Movers and SHAKERS
Image Credit H.B. Kang (Flickr)
Risk to Gold, Oil, and Stocks with Tapering
The largest single player in the financial markets is the U.S. Federal Reserve Bank. This is why anyone with assets, stocks, commodities, real estate, cryptocurrency, or debt securities should watch what they are watching. Gold traders are currently reacting based on this wisdom. The easier money comes from going with the Fed; this requires understanding the Fed's targets and motivations. Assessing when the Fed could alter its direction helps investors take money off the table before the move becomes a reality.
|Total nonfarm payroll employment rose by 943,000 in July, and the unemployment rate declined by 0.5 percentage point to 5.4 percent, the U.S. Bureau of Labor Statistics reported today. Notable job gains occurred in leisure and hospitality, in local government education, and in professional and business services.|
Employment Situation, July 2021 – BLS.gov
Gold’s Connection to Jobs Data
Gold dropped by 3.5% to $1,692.60 per ounce after the U.S. Department of Labor posted a much better than expected jobs report on Monday (August 9). The new data suggests that the Fed could soon have room to taper their buying of interest-bearing securities. As part of the Fed’s extremely easy monetary policy, the purchases have been ongoing since early last year. Should the Fed decide to taper sooner than planned, rates would move higher; higher rates strengthen demand for interest-bearing securities and deposits. The, “what may the Fed do?” thought process has commodity and other asset markets concerned.

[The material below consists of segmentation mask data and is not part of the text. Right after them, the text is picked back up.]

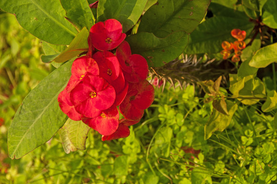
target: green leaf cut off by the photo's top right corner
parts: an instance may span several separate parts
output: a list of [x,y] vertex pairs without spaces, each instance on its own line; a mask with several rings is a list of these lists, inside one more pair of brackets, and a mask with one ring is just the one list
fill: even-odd
[[270,27],[277,29],[277,1],[267,0],[262,9],[262,22]]

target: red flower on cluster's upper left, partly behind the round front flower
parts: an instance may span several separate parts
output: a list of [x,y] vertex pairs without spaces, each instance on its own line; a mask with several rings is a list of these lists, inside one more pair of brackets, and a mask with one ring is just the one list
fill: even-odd
[[77,58],[71,68],[71,78],[67,83],[66,91],[70,93],[72,89],[84,78],[87,73],[92,75],[99,75],[99,68],[93,58],[86,56]]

Source Bloomberg: Gold Reverses its Recent Trend
Some of the degree of oil’s early reaction was likely due to thin trading volumes when Asian markets opened. Gold closed Friday 9Aug. 6) at 1813.30.
Impact on Other Markets
Pretty much every asset competes with the “risk-free” rate of U.S. treasuries. Rates have been so low for so long, investors have seen little reward in allocating to an asset class paying below the rate of inflation. The strength away from treasuries, from U.S. stocks, cryptocurrencies, even real estate is tied to money looking for a place to go to find a better return. The idea that the Fed may see a reason to raise rates and dampen concerns of an overheating, over-inflationary economy is now weighing on many sectors.
One hour into the stock market opening bell, Crude prices were down significantly. Remember, oil transactions are in U.S. Dollars. The Yen and Euro are weak against the dollar and the Dow and S&P are off with the Nasdaq up modestly.
Source WSJ.com at 10:30 Monday (Aug. 9)
It’s difficult to find one piece of data that can clearly and definitively suggest this is the tipping point for Fed policy. The Fed has recently said it will be patient. One crosscurrent to the added jobs is talk of new cases of the coronavirus. This factor runs counter to the jobs data in that there is talk of slowing or reversing the return to work momentum. There is every reason to believe that the Fed will eventually have to end the easy money stance. When they do, the huge treasury market will increase in attractiveness. The market has thought they have seen the change in tide many times this year. The false starts up until now have largely turned out to be buying opportunities.